Merger of Geological and Environmental Sciences

In Spring of 2017, the College of Arts and Sciences merged the Environmental Science Program into the Geology Department.  The new name for the combined Geology Department and the Environmental Sciences Program is the Department of Geological and Environmental Sciences.  

This merger does not change the essential character of the Geology Department, which our current students and alumni know and love, nor does it change the interdisciplinary nature of the Environmental Sciences program curriculum.

The two logos have also been combined into a new logo:


We are in the process of updating our new, combined website, but details about this merger are available from Dr. William Anderson, chair of the Department of Geological and Environmental Sciences.  Dr. Chuanhui Gu is the program contact for existing Environmental Science students.

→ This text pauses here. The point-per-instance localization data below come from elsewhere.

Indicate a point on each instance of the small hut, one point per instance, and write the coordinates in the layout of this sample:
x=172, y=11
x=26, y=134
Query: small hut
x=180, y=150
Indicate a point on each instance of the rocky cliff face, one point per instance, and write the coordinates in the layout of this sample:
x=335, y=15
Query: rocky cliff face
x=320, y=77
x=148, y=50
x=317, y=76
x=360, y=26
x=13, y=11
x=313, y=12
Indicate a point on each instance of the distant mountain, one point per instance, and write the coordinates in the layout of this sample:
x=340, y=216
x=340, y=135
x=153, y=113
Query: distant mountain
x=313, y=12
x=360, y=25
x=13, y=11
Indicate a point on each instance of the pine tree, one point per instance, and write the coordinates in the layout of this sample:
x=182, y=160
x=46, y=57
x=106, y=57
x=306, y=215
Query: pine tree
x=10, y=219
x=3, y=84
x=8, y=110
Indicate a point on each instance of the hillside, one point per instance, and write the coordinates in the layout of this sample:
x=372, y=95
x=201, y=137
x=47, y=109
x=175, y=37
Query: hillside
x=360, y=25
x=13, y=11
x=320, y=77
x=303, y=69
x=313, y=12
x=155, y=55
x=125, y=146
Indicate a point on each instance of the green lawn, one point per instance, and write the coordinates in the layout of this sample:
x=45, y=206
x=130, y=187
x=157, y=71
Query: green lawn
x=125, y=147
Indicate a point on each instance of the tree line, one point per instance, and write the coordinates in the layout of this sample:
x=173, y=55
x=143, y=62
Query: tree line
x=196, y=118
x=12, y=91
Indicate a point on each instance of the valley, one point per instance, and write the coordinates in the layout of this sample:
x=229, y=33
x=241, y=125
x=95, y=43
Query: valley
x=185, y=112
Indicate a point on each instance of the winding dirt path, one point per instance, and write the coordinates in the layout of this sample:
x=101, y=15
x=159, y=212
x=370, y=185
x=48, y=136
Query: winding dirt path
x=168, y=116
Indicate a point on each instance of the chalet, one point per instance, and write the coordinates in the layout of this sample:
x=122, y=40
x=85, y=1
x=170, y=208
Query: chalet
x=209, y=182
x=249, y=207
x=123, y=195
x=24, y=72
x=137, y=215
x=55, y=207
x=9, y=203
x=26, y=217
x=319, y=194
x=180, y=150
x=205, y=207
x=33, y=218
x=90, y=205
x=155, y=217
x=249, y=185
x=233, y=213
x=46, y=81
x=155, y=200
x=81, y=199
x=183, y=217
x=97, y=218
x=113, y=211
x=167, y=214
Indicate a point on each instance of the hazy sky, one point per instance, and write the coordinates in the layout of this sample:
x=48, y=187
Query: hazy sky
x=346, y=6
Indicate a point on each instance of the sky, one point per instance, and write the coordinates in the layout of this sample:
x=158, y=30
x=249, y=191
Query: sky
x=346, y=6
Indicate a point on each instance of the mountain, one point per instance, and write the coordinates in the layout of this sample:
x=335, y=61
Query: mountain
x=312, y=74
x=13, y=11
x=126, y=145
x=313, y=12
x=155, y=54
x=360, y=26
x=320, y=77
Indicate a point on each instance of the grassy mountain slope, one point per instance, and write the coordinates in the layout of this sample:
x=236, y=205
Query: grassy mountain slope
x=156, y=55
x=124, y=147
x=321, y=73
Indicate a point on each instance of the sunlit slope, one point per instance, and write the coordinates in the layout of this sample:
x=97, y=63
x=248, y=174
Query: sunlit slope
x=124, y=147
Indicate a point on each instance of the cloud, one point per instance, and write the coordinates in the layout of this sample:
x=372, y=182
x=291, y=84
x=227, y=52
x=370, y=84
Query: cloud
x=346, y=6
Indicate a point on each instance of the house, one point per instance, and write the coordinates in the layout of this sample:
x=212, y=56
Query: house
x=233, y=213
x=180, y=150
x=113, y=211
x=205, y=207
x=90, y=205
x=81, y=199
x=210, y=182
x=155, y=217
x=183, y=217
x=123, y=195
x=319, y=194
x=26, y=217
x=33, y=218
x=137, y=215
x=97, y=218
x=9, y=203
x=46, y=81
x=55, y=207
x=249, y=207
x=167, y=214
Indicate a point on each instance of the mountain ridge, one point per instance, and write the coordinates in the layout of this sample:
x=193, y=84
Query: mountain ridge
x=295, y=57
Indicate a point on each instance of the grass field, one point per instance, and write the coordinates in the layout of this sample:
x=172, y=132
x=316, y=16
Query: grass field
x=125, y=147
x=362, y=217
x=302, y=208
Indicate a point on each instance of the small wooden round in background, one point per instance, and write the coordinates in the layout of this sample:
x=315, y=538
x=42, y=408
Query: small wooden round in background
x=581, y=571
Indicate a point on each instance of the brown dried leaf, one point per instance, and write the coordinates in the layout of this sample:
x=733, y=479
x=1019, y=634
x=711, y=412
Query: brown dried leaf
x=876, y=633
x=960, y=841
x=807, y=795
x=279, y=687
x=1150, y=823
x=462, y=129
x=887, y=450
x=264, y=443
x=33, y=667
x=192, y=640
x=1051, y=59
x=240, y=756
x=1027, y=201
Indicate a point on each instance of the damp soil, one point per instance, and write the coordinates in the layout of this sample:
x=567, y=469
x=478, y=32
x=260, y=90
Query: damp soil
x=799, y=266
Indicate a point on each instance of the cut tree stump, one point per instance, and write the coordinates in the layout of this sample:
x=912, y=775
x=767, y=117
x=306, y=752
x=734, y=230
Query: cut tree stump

The academic advisory board for the Environmental Science curriculum consists of the following faculty members:

Chuanhui Gu (Environmental Science Coordinator) is a geochemist and environmental hydrologist who focuses research on the hydrological control on inorganic nitrogen loading to coastal streams.

Carol Babyak is an environmental chemist who studies water quality, metal speciation using electrochemical methods, and environmental endocrine disruptors using solid phase extraction and high performance liquid chromatography.

Seth Cohen has a background in Chemical Engineering (BS) and PhD in Food Science and Technology.  He has spent many years in commercial wine production and working in the food industry.  His research interests are focused on grape and wine chemistry as well as fermentation science as it relates to food and beverage production and bioprocessing of agricultural and waste products.

Jeff Colby is a physical geographer with interests in the application of GIS and remote sensing science and technology to watershed, flood, and environmental modeling, and multi-spectral satellite imagery analysis in mountain environments.

Robert Creed is and aquatic ecologist who is interested in the processes that structure aquatic communities (biotic interactions, disturbance) and evaluating how species can affect ecosystem functions.

Saskia van de Gavel is a physical geographer.  Her interests focus on forest disturbance ecology of the Eastern deciduous forest and high elevation mountain ecosystems in the Rocky Mountains.

Richard Gray is an astrophysicist specializing in stellar spectroscopy and stellar atmospheres with specific research on the spectra of solar-type stars and the stellar activity of young solar analogues, including the implications of that activity for the environment of the early earth.

Scott Marshall is a geophysicist who works on problems in structural geology and neotectonics.

Jessica Mitchell has a background in applied remote sensing / GIS, and environmental planning. Her research currently focuses on the integration of terrestrial, airborne and satellite spatial data for 3D vegetation characterization and ecological forecasting.

Howard Neufeld is an ecophysiologist who investigates the effects of tropospheric ozone on plants native to Great Smoky Mountains National Park.  

Mitch Parry is a computer scientist with postdoctoral experience in biomedical engineering and interdisciplinary interests in music, chemistry, biology, and biomedical informatics.  His work focuses on untangling the underlying sources of information in large data sets.

Carla Penders is a lecturer in Physics and Environmental Science and the student advisor for our program.  Carla studies various aspects of environmental phsyics, including stream bed grain sizing, atmospheric physics, and instrumentation/automation.

RenĂ© Salinas is a mathematical ecologist who develops spatially explicit models to investigate spatial control problems in wildlife populations.

James Sherman is a physicist who applies laser and optical techniques toward studies of the interaction of atmospheric aerosols and water vapor with solar radiation and high-energy laser beam propagation.

Bob Swarthout is an environmental chemist who studies the impacts of naturally produced organic compounds and organic pollutants derived from unconventional natural gas and oil production on air quality, water quality, and climate using gas chromatography and mass spectrometry techniques.

Brett Taubman is an atmospheric chemist who investigates the effects of both anthropogenic (sulfate, nitrate, and soot particles from industrial and combustion processes) and natural (organic particles from biogenic emissions and wildfire) aerosols on the solar radiation budget in the Southern Appalachian region.